In [None]:
#Adding dependecies
import pandas as pd
import matplotlib.pyplot as plt
import numpy as np
from scipy.stats import linregress

In [None]:
#opening covid data
covid_data=pd.read_csv("data/worldometer_coronavirus_daily_data.csv")

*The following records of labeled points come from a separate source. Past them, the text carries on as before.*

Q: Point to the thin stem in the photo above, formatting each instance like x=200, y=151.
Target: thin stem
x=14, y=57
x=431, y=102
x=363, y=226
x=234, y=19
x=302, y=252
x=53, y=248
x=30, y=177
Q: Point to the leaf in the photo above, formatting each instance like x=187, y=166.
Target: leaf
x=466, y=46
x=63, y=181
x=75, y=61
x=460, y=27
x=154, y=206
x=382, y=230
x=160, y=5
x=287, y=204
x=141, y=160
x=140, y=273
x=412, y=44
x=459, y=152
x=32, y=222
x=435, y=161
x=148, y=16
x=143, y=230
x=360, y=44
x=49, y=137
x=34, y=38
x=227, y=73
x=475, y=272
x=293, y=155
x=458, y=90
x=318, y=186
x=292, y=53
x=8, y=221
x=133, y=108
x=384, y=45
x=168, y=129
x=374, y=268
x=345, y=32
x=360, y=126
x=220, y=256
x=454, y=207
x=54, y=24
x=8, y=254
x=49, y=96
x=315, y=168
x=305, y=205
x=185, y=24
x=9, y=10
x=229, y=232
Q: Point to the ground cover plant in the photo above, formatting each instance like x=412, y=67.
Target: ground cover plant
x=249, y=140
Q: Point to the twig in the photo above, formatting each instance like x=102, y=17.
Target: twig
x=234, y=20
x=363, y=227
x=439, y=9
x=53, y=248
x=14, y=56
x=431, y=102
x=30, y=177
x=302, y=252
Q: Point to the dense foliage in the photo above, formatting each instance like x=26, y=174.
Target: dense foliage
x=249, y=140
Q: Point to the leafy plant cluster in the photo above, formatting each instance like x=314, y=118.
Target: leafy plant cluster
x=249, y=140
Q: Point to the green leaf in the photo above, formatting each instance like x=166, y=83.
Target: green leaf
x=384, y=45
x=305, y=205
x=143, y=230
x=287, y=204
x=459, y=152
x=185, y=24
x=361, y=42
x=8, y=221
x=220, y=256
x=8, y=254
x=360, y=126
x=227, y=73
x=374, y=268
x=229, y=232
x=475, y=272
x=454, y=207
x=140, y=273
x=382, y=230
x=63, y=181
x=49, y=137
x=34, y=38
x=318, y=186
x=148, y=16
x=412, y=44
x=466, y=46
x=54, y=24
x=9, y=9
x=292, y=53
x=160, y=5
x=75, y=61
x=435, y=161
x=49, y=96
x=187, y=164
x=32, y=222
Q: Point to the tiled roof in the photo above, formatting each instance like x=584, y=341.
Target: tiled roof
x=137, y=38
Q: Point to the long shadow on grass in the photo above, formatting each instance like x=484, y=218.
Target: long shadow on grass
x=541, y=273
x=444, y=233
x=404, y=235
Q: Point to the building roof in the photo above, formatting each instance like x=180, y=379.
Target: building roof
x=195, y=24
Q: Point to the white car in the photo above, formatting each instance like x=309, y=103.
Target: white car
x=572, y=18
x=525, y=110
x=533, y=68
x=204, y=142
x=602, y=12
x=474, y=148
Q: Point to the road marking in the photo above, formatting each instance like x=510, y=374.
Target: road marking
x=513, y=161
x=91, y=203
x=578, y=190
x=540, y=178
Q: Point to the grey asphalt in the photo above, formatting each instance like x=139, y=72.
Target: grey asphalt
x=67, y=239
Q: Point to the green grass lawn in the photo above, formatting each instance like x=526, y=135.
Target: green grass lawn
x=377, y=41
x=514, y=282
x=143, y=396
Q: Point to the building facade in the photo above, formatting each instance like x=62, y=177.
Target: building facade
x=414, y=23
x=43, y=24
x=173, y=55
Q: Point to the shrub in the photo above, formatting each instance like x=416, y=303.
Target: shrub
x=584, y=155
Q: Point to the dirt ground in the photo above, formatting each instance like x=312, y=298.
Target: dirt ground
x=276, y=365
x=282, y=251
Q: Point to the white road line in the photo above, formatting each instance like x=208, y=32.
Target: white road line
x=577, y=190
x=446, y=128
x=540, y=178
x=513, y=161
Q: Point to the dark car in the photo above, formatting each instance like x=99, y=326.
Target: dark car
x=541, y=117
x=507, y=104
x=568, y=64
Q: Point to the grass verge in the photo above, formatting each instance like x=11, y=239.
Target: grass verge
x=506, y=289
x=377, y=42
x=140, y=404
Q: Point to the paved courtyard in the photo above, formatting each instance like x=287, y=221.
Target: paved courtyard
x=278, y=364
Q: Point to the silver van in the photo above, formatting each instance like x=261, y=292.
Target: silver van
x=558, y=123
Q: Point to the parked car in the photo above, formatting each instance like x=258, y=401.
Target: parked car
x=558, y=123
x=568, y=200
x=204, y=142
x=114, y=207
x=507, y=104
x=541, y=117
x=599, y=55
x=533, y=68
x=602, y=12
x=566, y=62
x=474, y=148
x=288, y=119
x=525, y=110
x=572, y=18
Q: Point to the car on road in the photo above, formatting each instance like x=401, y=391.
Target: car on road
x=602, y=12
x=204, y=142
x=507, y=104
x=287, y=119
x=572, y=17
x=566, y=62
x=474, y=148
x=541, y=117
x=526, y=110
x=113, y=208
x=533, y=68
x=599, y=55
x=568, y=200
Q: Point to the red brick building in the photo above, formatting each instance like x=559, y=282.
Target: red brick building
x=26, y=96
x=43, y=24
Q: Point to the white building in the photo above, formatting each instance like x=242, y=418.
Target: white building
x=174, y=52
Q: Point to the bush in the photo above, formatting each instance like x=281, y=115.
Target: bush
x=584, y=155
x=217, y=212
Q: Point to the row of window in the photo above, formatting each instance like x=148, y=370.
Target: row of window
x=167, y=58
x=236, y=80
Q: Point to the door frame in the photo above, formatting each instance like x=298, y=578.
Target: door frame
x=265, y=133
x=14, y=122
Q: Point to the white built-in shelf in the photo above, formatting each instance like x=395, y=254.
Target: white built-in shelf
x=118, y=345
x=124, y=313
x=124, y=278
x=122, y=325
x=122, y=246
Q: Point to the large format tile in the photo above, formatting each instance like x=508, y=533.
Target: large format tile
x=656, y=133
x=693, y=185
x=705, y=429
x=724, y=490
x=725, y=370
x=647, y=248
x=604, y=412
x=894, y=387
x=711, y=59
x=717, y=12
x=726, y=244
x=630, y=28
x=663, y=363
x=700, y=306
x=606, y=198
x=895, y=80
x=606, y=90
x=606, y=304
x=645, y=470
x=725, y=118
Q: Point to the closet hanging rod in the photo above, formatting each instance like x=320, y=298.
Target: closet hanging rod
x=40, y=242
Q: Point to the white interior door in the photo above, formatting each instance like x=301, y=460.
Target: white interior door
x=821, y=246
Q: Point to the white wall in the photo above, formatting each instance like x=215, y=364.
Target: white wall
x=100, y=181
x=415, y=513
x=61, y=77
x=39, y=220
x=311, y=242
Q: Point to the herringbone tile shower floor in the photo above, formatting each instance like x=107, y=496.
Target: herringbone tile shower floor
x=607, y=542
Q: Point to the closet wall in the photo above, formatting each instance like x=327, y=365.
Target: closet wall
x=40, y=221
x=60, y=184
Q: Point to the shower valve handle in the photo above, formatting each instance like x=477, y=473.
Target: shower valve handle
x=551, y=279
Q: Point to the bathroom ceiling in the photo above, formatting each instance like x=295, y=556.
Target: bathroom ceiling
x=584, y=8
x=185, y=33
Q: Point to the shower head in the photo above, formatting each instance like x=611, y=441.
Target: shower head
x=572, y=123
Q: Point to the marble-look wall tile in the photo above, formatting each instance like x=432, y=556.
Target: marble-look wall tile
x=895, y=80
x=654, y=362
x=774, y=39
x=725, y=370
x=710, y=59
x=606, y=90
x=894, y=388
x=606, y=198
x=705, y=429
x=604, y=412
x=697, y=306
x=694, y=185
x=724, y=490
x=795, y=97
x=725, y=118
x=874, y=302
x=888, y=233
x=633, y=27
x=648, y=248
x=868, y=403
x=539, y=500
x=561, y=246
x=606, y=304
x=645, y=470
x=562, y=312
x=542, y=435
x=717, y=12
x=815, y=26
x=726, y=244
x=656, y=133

<h1>Analysis of Covid situation in UK</h1>

In [None]:
#selecting data only relevant to UK
uk_covid=covid_data[covid_data["country"]=="UK"]
uk_covid.to_csv("cleaned_data/UK_covid_data.csv", index=False, header=True)
uk_covid.head()

<h3>Daily new Covid cases in UK</h3>

In [None]:
#selecting data from every 30th row to display monthly situation
uk_covid2 = uk_covid[uk_covid.index % 30== 0]
date=uk_covid2["date"]
daily_new_cases=uk_covid2["daily_new_cases"]
#plotting line graph of daily cases
plt.plot(date, daily_new_cases)
plt.title("Daily New Covid Cases in UK from March 2020 to November 2021")
plt.xticks(rotation=45)
plt.savefig("images/UK_daily_cases.png")
plt.show()

<h3>Daily Deaths in UK</h3>

In [None]:
#plotting line graph of daily deaths
daily_new_deaths=uk_covid2["daily_new_deaths"]
date=uk_covid2["date"]
plt.plot(date, daily_new_deaths)
plt.title("Daily New Deaths in UK from March 2020 to November 2021")
plt.xticks(rotation=45)
plt.savefig("images/UK_daily_deaths.png")
plt.show()

<h3>Daily new cases vs daily deaths in UK</h3>

In [None]:
#plotting scatter plot of daily new cases vs new deaths
plt.scatter(daily_new_cases,daily_new_deaths, marker="o", facecolors="blue", alpha=0.75)
plt.xlabel("Daily New Cases")
plt.ylabel("Daily New Deaths")
plt.title("UK Daily New Cases vs Deaths")

In [None]:
#adding linear regression to the scatter plot
(slope, intercept, rvalue, pvalue, stderr) = linregress(daily_new_cases, daily_new_deaths)
regress_values=daily_new_cases*slope+intercept
line_eq= "y = " + str(round(slope,2)) + "x + " + str(round(intercept,2))
plt.scatter(daily_new_cases,daily_new_deaths, marker="o", facecolors="blue", alpha=0.75)
plt.plot(daily_new_cases,regress_values,"r-")
plt.annotate(line_eq,(27000,600),fontsize=15, color="red")
plt.xlabel("Daily New cases")
plt.ylabel("Daily new deaths")
print(f"The r-squared is: {rvalue**2}")
plt.title("UK Daily New Cases vs Deaths")
plt.savefig("images/UK_daily_cases_vs_deaths.png")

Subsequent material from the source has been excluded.